Usually the two side boosters come back to land at Cape Canaveral Space Force Station so they can be reused and sometimes the core booster is recovered at sea, but not this time. All their fuel will be used to get Europa Clipper on its way to Jupiter. Piloto said SpaceX “made some hardware modifications that enable the launch vehicle to utilize all the fuel in the boosters,” but couldn’t go into detail about what they are because the information is proprietary.
[The NASA official] added that SpaceX has gained experience in flying this configuration — it’s the 11th Falcon Heavy launch — and the company has “come up with a strategy to optimize throttling of the launch vehicle to get more performance out of it.”
NASA and SpaceX have also decided to use NASA’s orbiting communications constellation during the launch instead of ground stations, which increases their flexibility and margins.
I wonder if the FAA has approved these changes. Or even if anyone there even understands them.
Fight! Fight! Fight! Yesterday both SpaceX and Elon Musk renewed their attack on the FAA’s apparent arbitrary harassment of the company, both by slowing down development of Starship/Superheavy as well as imposing fines and delays on the company for petty issues relating to Falcon 9 launches.
First, Elon Musk sent out a tweet on X, highlighting a successful static fire launchpad engine test of the Starship prototype the company plans to fly on the sixth Starship/Superheavy orbital flight. As he noted with apparent disgust, “Flight 5 is built and ready to fly. Flight 6 will be ready to fly before Flight 5 even gets approved by FAA!”
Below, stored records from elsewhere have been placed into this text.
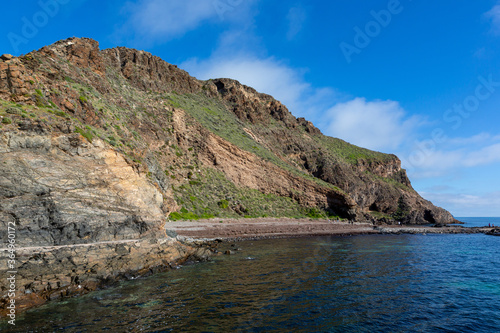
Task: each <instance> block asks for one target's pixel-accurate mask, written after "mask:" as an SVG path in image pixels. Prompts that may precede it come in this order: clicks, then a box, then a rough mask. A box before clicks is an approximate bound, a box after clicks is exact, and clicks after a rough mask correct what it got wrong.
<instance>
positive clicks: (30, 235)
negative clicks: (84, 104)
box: [0, 119, 208, 313]
mask: <svg viewBox="0 0 500 333" xmlns="http://www.w3.org/2000/svg"><path fill="white" fill-rule="evenodd" d="M16 127H18V128H17V129H9V130H5V131H2V132H1V133H0V238H1V239H3V240H7V239H14V240H15V245H16V251H15V259H14V260H15V264H13V266H11V267H9V263H10V262H9V261H8V258H7V256H8V254H9V253H8V252H7V251H6V250H7V248H2V252H1V258H2V260H1V263H0V273H1V274H3V276H8V273H7V272H8V271H13V270H14V271H16V287H17V295H16V302H17V307H16V308H17V309H18V310H21V309H23V308H25V307H30V306H33V305H35V304H39V303H43V302H44V301H45V300H47V299H54V298H59V297H64V296H70V295H75V294H80V293H84V292H87V291H90V290H94V289H96V288H97V287H99V286H101V285H102V284H103V283H107V282H110V281H112V280H114V279H117V278H120V276H129V277H132V276H138V275H143V274H145V273H148V272H149V271H150V270H155V269H163V268H165V267H169V266H171V265H173V264H174V263H176V262H178V261H182V260H185V259H186V258H188V257H189V256H193V257H198V258H202V257H205V256H207V255H208V253H206V252H205V250H203V249H196V248H192V247H190V246H186V245H183V244H181V243H179V242H177V241H176V240H175V239H173V238H170V237H168V236H167V235H166V233H165V229H164V225H165V218H164V212H163V210H162V209H163V206H164V201H163V195H162V194H161V191H160V190H159V189H157V188H156V187H155V186H154V185H153V184H152V183H151V182H150V181H148V179H147V177H146V175H144V174H142V175H141V174H139V173H138V172H137V171H136V170H134V168H133V167H132V166H131V165H130V164H128V163H127V161H126V159H124V157H123V156H122V155H121V154H119V153H118V152H116V151H115V150H113V149H111V147H110V146H109V145H108V144H106V143H104V142H102V141H101V140H99V139H96V140H93V142H92V143H90V142H88V141H87V140H86V139H85V138H84V137H82V136H81V135H80V134H78V133H62V132H58V131H53V130H51V128H50V126H48V125H47V124H46V123H44V122H40V121H32V120H29V119H25V120H23V121H21V122H20V123H19V124H18V125H17V126H16ZM71 127H72V125H71V124H68V132H70V130H71ZM8 234H11V236H12V235H14V237H9V236H8ZM4 244H6V243H4ZM7 244H8V243H7ZM5 246H6V245H5ZM4 282H5V281H4ZM4 282H2V283H0V288H1V292H2V295H1V297H0V313H2V312H3V311H4V310H5V306H6V305H7V303H6V302H7V300H8V298H7V297H6V294H7V290H8V289H9V288H8V285H7V284H5V283H4ZM2 308H3V310H2Z"/></svg>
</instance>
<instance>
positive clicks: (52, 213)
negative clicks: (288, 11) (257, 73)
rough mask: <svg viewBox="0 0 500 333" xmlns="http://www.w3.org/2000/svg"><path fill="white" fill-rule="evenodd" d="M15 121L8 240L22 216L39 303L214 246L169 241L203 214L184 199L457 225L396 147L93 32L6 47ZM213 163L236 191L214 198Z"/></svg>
mask: <svg viewBox="0 0 500 333" xmlns="http://www.w3.org/2000/svg"><path fill="white" fill-rule="evenodd" d="M0 119H1V122H2V125H1V126H2V127H1V128H0V226H2V229H1V230H0V237H2V239H6V237H7V230H8V226H9V225H15V234H16V244H17V246H18V251H19V252H18V254H19V255H18V258H17V260H18V262H17V269H18V274H19V275H18V276H19V280H18V281H19V291H20V293H21V294H22V295H24V296H23V297H24V298H25V299H26V300H31V301H32V302H35V303H36V302H38V301H39V300H43V299H47V298H52V297H59V296H61V295H63V296H64V295H68V294H71V293H73V292H77V293H78V292H81V290H91V289H93V288H95V287H96V286H97V285H99V284H101V283H104V281H107V280H110V279H114V278H116V277H117V276H121V275H124V274H125V275H129V276H132V275H134V274H142V273H144V272H146V271H149V270H150V269H154V268H155V267H167V266H169V265H171V264H173V262H175V261H182V260H185V259H186V258H187V257H189V256H190V255H195V256H202V257H203V256H205V255H206V252H204V251H203V250H197V249H196V248H195V247H192V246H189V245H185V244H182V243H179V242H178V241H177V240H175V239H173V238H171V237H169V236H167V235H166V231H165V228H164V224H165V221H167V218H168V216H169V214H171V213H172V212H177V211H179V210H181V208H182V209H184V210H185V211H186V212H185V213H192V214H194V213H193V212H187V210H186V209H185V207H190V208H192V209H193V210H194V209H198V211H199V214H208V213H211V214H213V215H217V216H222V215H224V214H226V215H229V217H234V216H242V215H246V214H249V210H248V209H247V208H248V207H242V205H241V203H240V199H242V198H238V197H237V196H238V195H239V196H240V197H245V196H246V195H247V194H248V196H255V197H257V196H258V195H261V197H260V198H261V202H262V201H265V200H268V199H269V201H273V202H275V203H277V204H279V203H281V204H282V205H296V206H298V207H300V209H297V210H296V211H295V212H297V214H302V215H301V216H302V217H304V216H306V215H307V216H310V215H312V216H315V214H319V213H321V214H323V216H326V215H327V214H330V215H339V216H340V217H344V218H348V219H351V220H357V221H369V222H373V223H396V221H398V222H400V223H401V222H402V223H407V224H422V223H450V222H454V221H455V220H454V218H453V217H452V216H451V214H449V213H448V212H447V211H445V210H444V209H442V208H438V207H435V206H434V205H433V204H432V203H430V202H429V201H426V200H424V199H423V198H421V197H420V196H419V195H418V193H417V192H416V191H414V190H413V188H412V187H411V183H410V181H409V179H408V177H407V175H406V172H405V171H404V170H403V169H402V168H401V162H400V160H399V159H398V158H397V157H396V156H394V155H387V154H382V153H377V152H373V151H369V150H367V149H363V148H360V147H356V146H353V145H350V144H348V143H346V142H344V141H342V140H340V139H334V138H330V137H326V136H324V135H323V134H322V133H321V132H320V130H319V129H317V128H316V127H315V126H314V125H313V124H312V123H311V122H309V121H307V120H305V119H304V118H299V119H297V118H295V117H294V116H293V115H292V114H291V113H290V112H289V111H288V109H287V108H286V106H284V105H283V104H282V103H281V102H279V101H277V100H275V99H274V98H273V97H272V96H269V95H266V94H262V93H259V92H257V91H256V90H255V89H253V88H250V87H247V86H244V85H242V84H240V83H239V82H237V81H235V80H231V79H214V80H208V81H200V80H197V79H196V78H193V77H191V76H189V74H188V73H187V72H185V71H183V70H181V69H179V68H177V67H176V66H175V65H171V64H169V63H167V62H165V61H163V60H162V59H160V58H158V57H156V56H153V55H151V54H149V53H147V52H144V51H138V50H133V49H127V48H123V47H119V48H113V49H108V50H100V49H99V43H98V42H96V41H94V40H91V39H88V38H70V39H67V40H64V41H60V42H57V43H55V44H53V45H49V46H46V47H43V48H42V49H40V50H38V51H34V52H31V53H29V54H27V55H24V56H22V57H12V56H9V55H4V56H2V57H0ZM226 120H228V121H226ZM207 170H210V172H212V171H213V172H218V174H219V175H222V176H221V178H220V179H219V180H216V181H220V182H219V183H216V184H209V185H211V187H209V188H210V191H212V189H215V190H214V191H218V189H221V188H224V189H225V191H226V192H228V193H227V196H226V197H224V198H218V197H217V196H210V193H209V194H207V193H201V192H202V190H200V189H199V188H201V185H202V184H203V181H204V175H206V174H207V173H208V172H207ZM215 170H216V171H215ZM227 183H230V186H229V185H227ZM226 185H227V186H226ZM196 186H199V188H196ZM224 186H226V187H224ZM187 187H191V190H192V193H191V192H189V191H187V190H186V188H187ZM205 188H207V187H205ZM245 191H246V192H245ZM252 191H253V192H252ZM212 192H213V191H212ZM242 193H243V194H242ZM256 193H257V194H256ZM193 194H194V195H193ZM197 195H199V197H198V196H197ZM283 198H286V200H281V201H280V200H278V199H283ZM271 199H272V200H271ZM207 200H212V202H207ZM228 200H232V202H231V203H229V201H228ZM255 202H257V204H256V205H260V202H258V201H255ZM189 205H190V206H189ZM263 206H264V205H263ZM265 206H267V203H266V205H265ZM195 207H196V208H195ZM294 207H295V206H294ZM181 211H182V210H181ZM276 211H280V210H276ZM207 212H208V213H207ZM318 212H319V213H318ZM261 213H262V212H261ZM261 213H260V214H261ZM268 213H269V214H271V215H272V214H273V213H272V210H270V211H269V212H265V214H263V215H267V214H268ZM208 215H209V214H208ZM188 216H193V215H188ZM194 216H196V215H194ZM5 250H6V249H3V252H2V257H0V260H1V263H0V273H5V272H6V271H7V267H6V262H7V261H6V260H4V259H6V255H7V252H6V251H5ZM200 251H201V252H200ZM49 267H51V268H49ZM4 282H5V281H4ZM6 288H7V286H6V285H4V284H0V289H1V291H2V292H3V296H5V295H4V294H5V291H6ZM0 296H1V295H0ZM4 299H5V298H4Z"/></svg>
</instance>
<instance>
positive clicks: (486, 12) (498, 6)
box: [484, 4, 500, 34]
mask: <svg viewBox="0 0 500 333" xmlns="http://www.w3.org/2000/svg"><path fill="white" fill-rule="evenodd" d="M484 15H485V17H486V18H487V19H489V20H491V25H492V26H491V29H492V31H493V32H494V33H496V34H500V4H497V5H495V6H494V7H493V8H492V9H491V10H489V11H488V12H486V13H485V14H484Z"/></svg>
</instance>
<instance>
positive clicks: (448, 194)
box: [420, 191, 500, 217]
mask: <svg viewBox="0 0 500 333" xmlns="http://www.w3.org/2000/svg"><path fill="white" fill-rule="evenodd" d="M420 194H421V195H422V196H423V197H424V198H426V199H428V200H430V201H432V202H433V203H434V204H435V205H437V206H441V207H446V209H447V210H449V211H450V212H451V213H452V214H453V215H454V216H474V217H486V216H499V215H500V208H499V207H500V192H492V193H485V194H480V195H478V194H468V193H437V192H434V191H431V192H421V193H420Z"/></svg>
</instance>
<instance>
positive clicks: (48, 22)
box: [7, 0, 70, 54]
mask: <svg viewBox="0 0 500 333" xmlns="http://www.w3.org/2000/svg"><path fill="white" fill-rule="evenodd" d="M69 2H70V0H40V1H38V6H39V7H40V10H39V11H37V12H36V13H35V14H33V16H31V17H29V18H28V17H26V16H23V17H22V18H21V23H22V26H21V29H20V31H19V32H18V33H15V32H12V31H11V32H9V33H8V34H7V38H8V39H9V42H10V45H11V46H12V49H13V50H14V53H16V54H18V53H20V52H19V46H21V45H22V44H28V43H29V42H30V41H31V40H33V38H35V37H36V36H37V35H38V33H39V32H40V29H43V28H44V27H45V26H47V24H49V22H50V19H51V18H54V17H55V16H56V15H57V14H58V13H59V10H60V8H61V5H65V4H67V3H69Z"/></svg>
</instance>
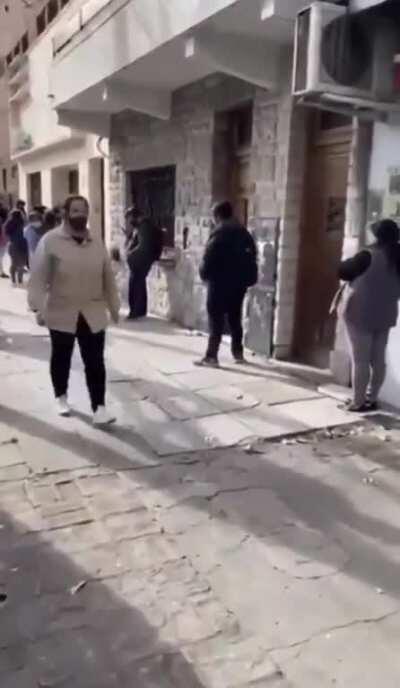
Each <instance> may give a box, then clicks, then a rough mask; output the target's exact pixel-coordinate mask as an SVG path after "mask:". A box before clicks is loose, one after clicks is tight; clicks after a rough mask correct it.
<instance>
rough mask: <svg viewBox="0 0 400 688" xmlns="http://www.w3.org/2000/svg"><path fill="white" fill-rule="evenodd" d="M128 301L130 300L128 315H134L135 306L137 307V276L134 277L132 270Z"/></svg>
mask: <svg viewBox="0 0 400 688" xmlns="http://www.w3.org/2000/svg"><path fill="white" fill-rule="evenodd" d="M128 302H129V316H128V317H133V313H134V307H135V277H134V274H133V272H132V270H131V271H130V274H129V289H128Z"/></svg>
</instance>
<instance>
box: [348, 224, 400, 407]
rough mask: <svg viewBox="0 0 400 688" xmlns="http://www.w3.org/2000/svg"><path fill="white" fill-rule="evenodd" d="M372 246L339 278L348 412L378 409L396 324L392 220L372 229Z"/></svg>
mask: <svg viewBox="0 0 400 688" xmlns="http://www.w3.org/2000/svg"><path fill="white" fill-rule="evenodd" d="M372 231H373V234H374V236H375V239H376V241H375V242H374V244H372V245H371V246H369V247H368V248H367V249H365V250H363V251H361V252H360V253H358V254H357V255H356V256H354V257H353V258H350V259H348V260H345V261H344V262H343V263H342V264H341V266H340V269H339V277H340V279H341V280H343V281H345V282H347V283H348V284H347V286H346V289H345V292H344V298H343V306H342V312H343V318H344V322H345V324H346V329H347V334H348V338H349V342H350V347H351V353H352V364H353V365H352V368H353V372H352V378H353V399H352V401H351V402H350V403H349V406H348V410H349V411H353V412H357V413H362V412H365V411H372V410H375V409H376V408H377V407H378V395H379V392H380V389H381V387H382V385H383V382H384V380H385V374H386V363H385V361H386V347H387V343H388V338H389V333H390V330H391V328H392V327H394V326H395V325H396V323H397V317H398V301H399V299H400V248H399V239H400V229H399V227H398V225H397V224H396V223H395V222H393V221H392V220H382V221H380V222H377V223H376V224H375V225H374V226H373V228H372Z"/></svg>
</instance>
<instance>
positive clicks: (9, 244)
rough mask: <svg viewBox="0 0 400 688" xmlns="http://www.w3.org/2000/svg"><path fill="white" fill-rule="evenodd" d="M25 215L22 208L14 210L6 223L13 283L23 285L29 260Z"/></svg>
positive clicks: (8, 248) (11, 276)
mask: <svg viewBox="0 0 400 688" xmlns="http://www.w3.org/2000/svg"><path fill="white" fill-rule="evenodd" d="M24 225H25V220H24V216H23V214H22V213H21V211H20V210H12V211H11V213H10V215H9V217H8V219H7V221H6V223H5V225H4V231H5V235H6V237H7V239H8V241H9V248H8V252H9V254H10V259H11V268H10V274H11V280H12V283H13V285H15V286H16V285H17V283H18V284H19V285H22V283H23V280H24V270H25V265H26V262H27V256H28V251H27V244H26V240H25V237H24Z"/></svg>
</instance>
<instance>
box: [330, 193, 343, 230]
mask: <svg viewBox="0 0 400 688" xmlns="http://www.w3.org/2000/svg"><path fill="white" fill-rule="evenodd" d="M345 219H346V199H345V198H340V197H336V196H331V197H330V198H328V216H327V223H326V231H327V232H328V233H329V234H331V233H333V232H342V231H343V228H344V223H345Z"/></svg>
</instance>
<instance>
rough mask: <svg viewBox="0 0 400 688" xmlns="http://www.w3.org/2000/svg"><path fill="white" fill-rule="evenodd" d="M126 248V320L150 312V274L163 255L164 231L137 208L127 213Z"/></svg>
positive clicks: (141, 316)
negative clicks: (151, 268)
mask: <svg viewBox="0 0 400 688" xmlns="http://www.w3.org/2000/svg"><path fill="white" fill-rule="evenodd" d="M125 220H126V230H125V234H126V242H125V251H126V259H127V263H128V267H129V272H130V276H129V294H128V300H129V314H128V316H127V320H137V319H138V318H144V317H145V316H146V315H147V284H146V280H147V275H148V274H149V272H150V270H151V267H152V265H153V263H154V262H155V261H157V260H159V259H160V257H161V254H162V249H163V231H162V230H161V229H160V228H159V227H157V226H156V224H155V223H154V221H153V220H152V219H151V218H148V217H146V216H145V215H144V213H143V212H141V211H140V210H139V209H138V208H136V207H133V208H129V209H128V210H127V212H126V213H125Z"/></svg>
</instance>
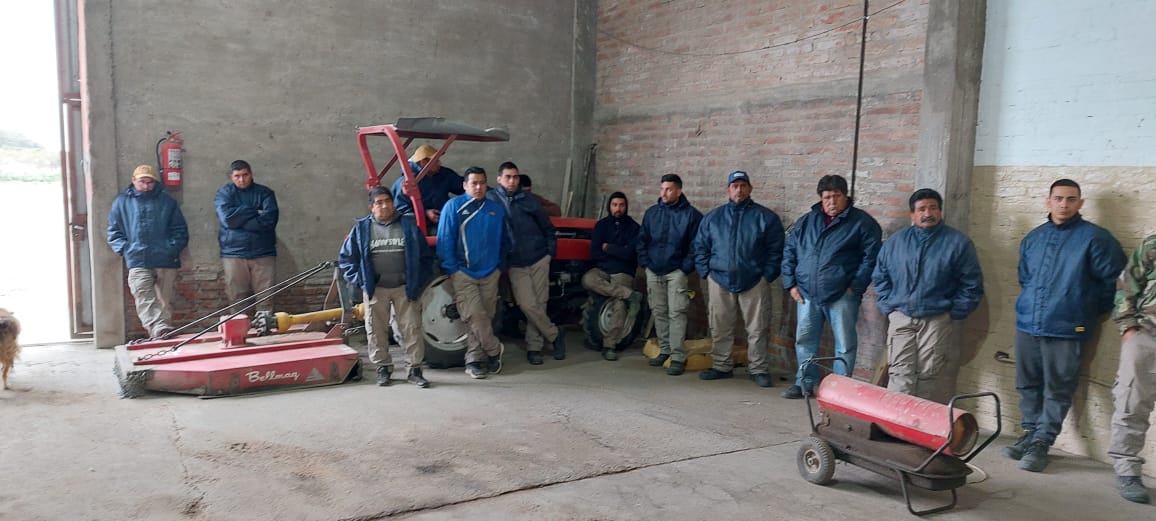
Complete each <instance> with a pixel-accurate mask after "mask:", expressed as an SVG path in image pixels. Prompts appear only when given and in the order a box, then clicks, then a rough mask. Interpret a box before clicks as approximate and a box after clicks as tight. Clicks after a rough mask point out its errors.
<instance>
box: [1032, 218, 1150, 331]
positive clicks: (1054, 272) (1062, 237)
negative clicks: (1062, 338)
mask: <svg viewBox="0 0 1156 521" xmlns="http://www.w3.org/2000/svg"><path fill="white" fill-rule="evenodd" d="M1126 261H1127V259H1126V258H1125V256H1124V250H1122V248H1121V247H1120V243H1119V241H1117V240H1116V238H1114V237H1112V233H1110V232H1109V231H1107V230H1104V229H1103V228H1099V226H1097V225H1095V224H1092V223H1090V222H1088V221H1084V219H1083V217H1082V216H1080V215H1079V214H1076V216H1075V217H1073V218H1072V219H1069V221H1068V222H1066V223H1064V224H1061V225H1058V226H1057V225H1055V224H1053V223H1052V219H1051V216H1048V219H1047V222H1046V223H1044V224H1040V225H1039V226H1037V228H1036V229H1035V230H1032V231H1031V232H1029V233H1028V236H1027V237H1024V238H1023V240H1022V241H1021V243H1020V286H1021V288H1022V290H1021V291H1020V297H1018V298H1017V299H1016V302H1015V327H1016V329H1018V330H1021V332H1024V333H1027V334H1029V335H1031V336H1048V337H1055V338H1083V337H1084V336H1085V335H1087V334H1088V333H1090V332H1091V329H1092V326H1095V325H1096V321H1097V320H1096V319H1097V317H1099V315H1101V314H1104V313H1106V312H1107V311H1110V310H1111V308H1112V299H1113V297H1114V295H1116V277H1117V276H1119V275H1120V271H1121V270H1122V269H1124V265H1125V263H1126Z"/></svg>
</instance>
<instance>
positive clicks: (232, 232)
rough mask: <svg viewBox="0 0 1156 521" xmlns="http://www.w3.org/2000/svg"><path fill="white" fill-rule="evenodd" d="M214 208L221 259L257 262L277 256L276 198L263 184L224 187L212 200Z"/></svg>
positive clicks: (265, 186) (271, 192)
mask: <svg viewBox="0 0 1156 521" xmlns="http://www.w3.org/2000/svg"><path fill="white" fill-rule="evenodd" d="M213 204H215V206H216V209H217V221H218V222H220V223H221V225H220V226H218V228H217V243H218V244H220V245H221V256H236V258H240V259H257V258H261V256H276V254H277V233H276V229H277V217H279V216H280V214H279V211H277V196H276V194H274V193H273V191H272V189H269V188H268V187H267V186H265V185H258V184H257V183H253V184H251V185H249V188H245V189H240V188H237V187H236V186H235V185H234V184H232V183H229V184H225V185H224V186H222V187H221V189H218V191H217V193H216V196H215V198H213Z"/></svg>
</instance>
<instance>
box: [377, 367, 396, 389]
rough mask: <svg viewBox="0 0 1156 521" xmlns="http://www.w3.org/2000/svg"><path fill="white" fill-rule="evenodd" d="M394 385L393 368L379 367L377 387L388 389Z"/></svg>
mask: <svg viewBox="0 0 1156 521" xmlns="http://www.w3.org/2000/svg"><path fill="white" fill-rule="evenodd" d="M390 384H393V366H390V365H379V366H377V385H379V386H381V387H388V386H390Z"/></svg>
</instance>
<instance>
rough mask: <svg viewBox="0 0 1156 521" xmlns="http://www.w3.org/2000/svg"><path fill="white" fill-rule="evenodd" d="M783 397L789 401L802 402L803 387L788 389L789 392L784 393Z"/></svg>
mask: <svg viewBox="0 0 1156 521" xmlns="http://www.w3.org/2000/svg"><path fill="white" fill-rule="evenodd" d="M783 397H785V399H787V400H802V399H803V395H802V387H799V386H791V387H787V390H784V392H783Z"/></svg>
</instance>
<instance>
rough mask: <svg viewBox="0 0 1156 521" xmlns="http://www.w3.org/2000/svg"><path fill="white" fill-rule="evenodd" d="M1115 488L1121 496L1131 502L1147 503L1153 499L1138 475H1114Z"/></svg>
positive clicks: (1138, 502) (1134, 502)
mask: <svg viewBox="0 0 1156 521" xmlns="http://www.w3.org/2000/svg"><path fill="white" fill-rule="evenodd" d="M1116 489H1117V490H1119V491H1120V497H1121V498H1124V499H1127V500H1129V501H1132V503H1143V504H1149V503H1151V500H1153V498H1151V497H1150V496H1148V489H1144V481H1143V479H1142V478H1141V477H1140V476H1116Z"/></svg>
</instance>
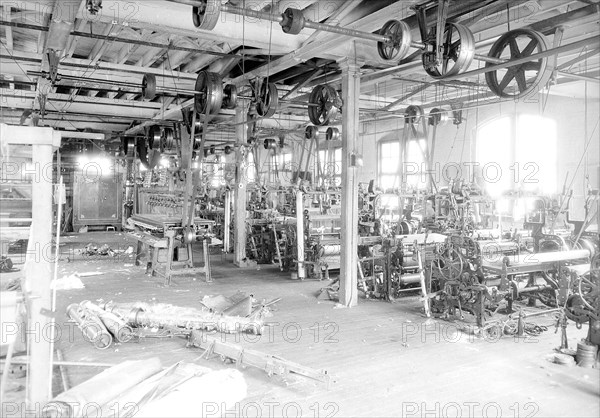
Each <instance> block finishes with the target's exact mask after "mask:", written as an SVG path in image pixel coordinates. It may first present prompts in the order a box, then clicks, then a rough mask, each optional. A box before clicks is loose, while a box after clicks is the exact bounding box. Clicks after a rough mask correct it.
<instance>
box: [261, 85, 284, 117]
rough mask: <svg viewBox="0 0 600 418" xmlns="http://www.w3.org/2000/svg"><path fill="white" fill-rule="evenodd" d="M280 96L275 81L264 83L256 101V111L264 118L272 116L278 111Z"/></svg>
mask: <svg viewBox="0 0 600 418" xmlns="http://www.w3.org/2000/svg"><path fill="white" fill-rule="evenodd" d="M278 106H279V96H278V93H277V86H276V85H275V83H262V85H261V86H260V90H259V92H258V98H257V101H256V113H257V114H258V116H260V117H262V118H270V117H271V116H273V115H274V114H275V112H276V111H277V107H278Z"/></svg>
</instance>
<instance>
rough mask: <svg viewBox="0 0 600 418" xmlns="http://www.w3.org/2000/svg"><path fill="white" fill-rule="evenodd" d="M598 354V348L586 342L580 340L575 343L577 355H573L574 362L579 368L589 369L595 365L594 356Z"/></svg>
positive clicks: (595, 356) (595, 361) (594, 356)
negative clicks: (576, 363) (574, 361)
mask: <svg viewBox="0 0 600 418" xmlns="http://www.w3.org/2000/svg"><path fill="white" fill-rule="evenodd" d="M597 352H598V346H597V345H594V344H589V343H588V342H587V341H585V340H582V341H580V342H578V343H577V353H576V354H575V360H576V361H577V365H578V366H579V367H586V368H591V367H594V364H595V363H596V355H597Z"/></svg>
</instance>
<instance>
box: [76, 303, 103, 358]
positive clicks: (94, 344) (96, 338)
mask: <svg viewBox="0 0 600 418" xmlns="http://www.w3.org/2000/svg"><path fill="white" fill-rule="evenodd" d="M67 316H68V317H69V319H71V320H72V321H73V322H75V324H76V325H77V327H78V328H79V329H80V330H81V332H82V335H83V338H84V339H85V340H86V341H88V342H90V343H92V344H93V345H94V347H96V348H97V349H99V350H104V349H107V348H108V347H110V346H111V344H112V342H113V337H112V335H111V334H110V333H109V332H108V330H107V329H106V327H105V326H104V324H103V323H102V321H101V320H100V319H99V318H98V317H97V316H96V315H94V314H91V313H89V312H85V311H83V310H82V309H81V306H79V304H77V303H72V304H71V305H69V306H67Z"/></svg>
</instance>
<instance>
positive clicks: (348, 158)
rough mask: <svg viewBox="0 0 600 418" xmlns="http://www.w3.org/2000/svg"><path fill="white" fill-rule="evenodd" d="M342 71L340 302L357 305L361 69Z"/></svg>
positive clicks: (351, 67) (348, 68)
mask: <svg viewBox="0 0 600 418" xmlns="http://www.w3.org/2000/svg"><path fill="white" fill-rule="evenodd" d="M339 64H340V68H341V69H342V99H343V101H344V112H343V114H342V254H341V266H340V292H339V296H340V303H341V304H343V305H346V306H348V307H350V306H355V305H356V304H357V291H358V290H357V283H358V282H357V266H358V254H357V248H358V173H357V167H356V166H352V165H351V164H352V163H353V161H352V160H353V158H352V154H354V153H356V152H357V144H358V130H359V121H358V118H359V114H358V100H359V96H360V72H359V69H360V67H359V66H358V64H357V63H356V61H355V60H354V59H351V58H346V59H344V60H343V61H341V62H339Z"/></svg>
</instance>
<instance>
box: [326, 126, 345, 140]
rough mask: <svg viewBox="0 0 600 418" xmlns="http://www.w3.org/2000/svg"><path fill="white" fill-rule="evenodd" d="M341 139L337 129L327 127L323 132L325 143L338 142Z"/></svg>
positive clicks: (337, 128)
mask: <svg viewBox="0 0 600 418" xmlns="http://www.w3.org/2000/svg"><path fill="white" fill-rule="evenodd" d="M340 139H342V135H341V133H340V130H339V129H338V128H333V127H329V128H327V131H326V132H325V140H326V141H338V140H340Z"/></svg>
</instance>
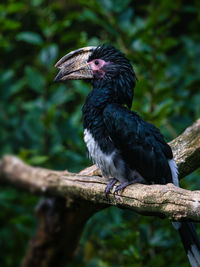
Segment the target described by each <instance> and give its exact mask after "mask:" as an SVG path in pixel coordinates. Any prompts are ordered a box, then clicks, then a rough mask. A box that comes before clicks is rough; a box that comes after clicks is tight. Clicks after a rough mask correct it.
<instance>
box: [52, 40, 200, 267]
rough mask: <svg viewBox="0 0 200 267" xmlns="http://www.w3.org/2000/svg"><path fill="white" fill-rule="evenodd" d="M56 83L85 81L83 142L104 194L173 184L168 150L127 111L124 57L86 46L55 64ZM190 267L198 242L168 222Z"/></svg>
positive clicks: (170, 159) (125, 79) (176, 225)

Second, and with more force, the company released a public letter that it has sent to the leading Republican and Democratic representatives of the House and Senate committees that have direct authority over space activities, outlining its issues with the FAA’s behavior. The letter details at length the irrational and inexplicable slowdown in FAA approvals that caused two launches last summer to occur in a confused manner, with SpaceX clearly given the impression by the FAA that it could go ahead which the FAA now denies. In one case the FAA claims SpaceX removed without its permission a poll of mission control during its countdown procedure. SpaceX in its letter noted bluntly that the regulations do not require that poll, and that the company already requires two other polls during the count.
In another case involving SpaceX’s plan to change to a new mission control center, the company submitted its request in June, and after two months the FAA finally approved the control center’s use for one launch, but had still not approved it for a second. The first launch went off, so SpaceX thus rightly assumed it could use the control center for the second. Yet the FAA is now trying to fine SpaceX for that second launch.